# Convolve and fitting

I want to convolve two equation, then I want to find the parameters. But it doesn't give the answer and Takes too much time. What is the wrong with my code?

nlm = NonlinearModelFit[
data, {Convolve[
a*UnitStep[x - b]*c*Sqrt[x - b]*
Divide[Pi*Divide[Sqrt[d], Sqrt[x - b]]*
Exp[Pi*Divide[Sqrt[d], Sqrt[x - b]]],
Sinh[Pi*Divide[Sqrt[d], Sqrt[x - b]]]] +
a*d*Sum[Divide[4*Pi, n^3]*DiracDelta[x - b + d/n^2], {n, 1, 1}],
VoigtDistribution, x, y], b < Min[data[[All, 1]]],
b < Min[data[[All, 1]]]}, {{a, 10}, {b, -1}, c, d}, x];
nlm["BestFitParameters"]

• I noticed, that VoigtDistribution requieres 2 parameters but you provided none. – meneken17 Sep 24 '18 at 19:54
• What does it mean, is it X and y?could you tell me how to use Voigt distribution function correctly – Tharaka Sep 25 '18 at 0:13
• How do I enter those parameters with my code? I have around 600 experimental data. Could you please make it correct? – Tharaka Sep 25 '18 at 1:55
• You've asked 8 questions (with several of them appearing to be about the same dataset and model), few responses from you, and no accepting of any answers.

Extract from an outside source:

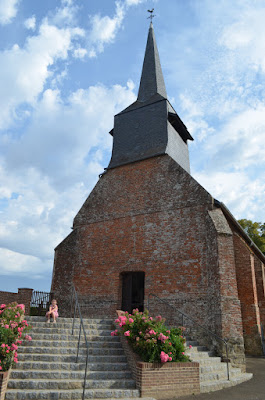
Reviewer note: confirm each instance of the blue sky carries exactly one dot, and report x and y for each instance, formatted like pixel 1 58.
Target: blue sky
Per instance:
pixel 67 67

Please respond to the answers and/or comments to get this issue resolved. – JimB Nov 26 '18 at 16:25

I neither know the context of your calculation nor do I know properties of the Voigt distribution so I cannt help you choose those: According to the reference and the wikipedia-article it should be VoigtDistribution[sigma,delta] where sigma is the standard-error of the underlying gauss distributionand delta is the $$\gamma$$ of the unerdlying Lorentz distribution.
As VoigtDistribution[\sigma,\delta] gives you a distribution you have to use
PDF[VoigtDistribution[sigma,delta],x]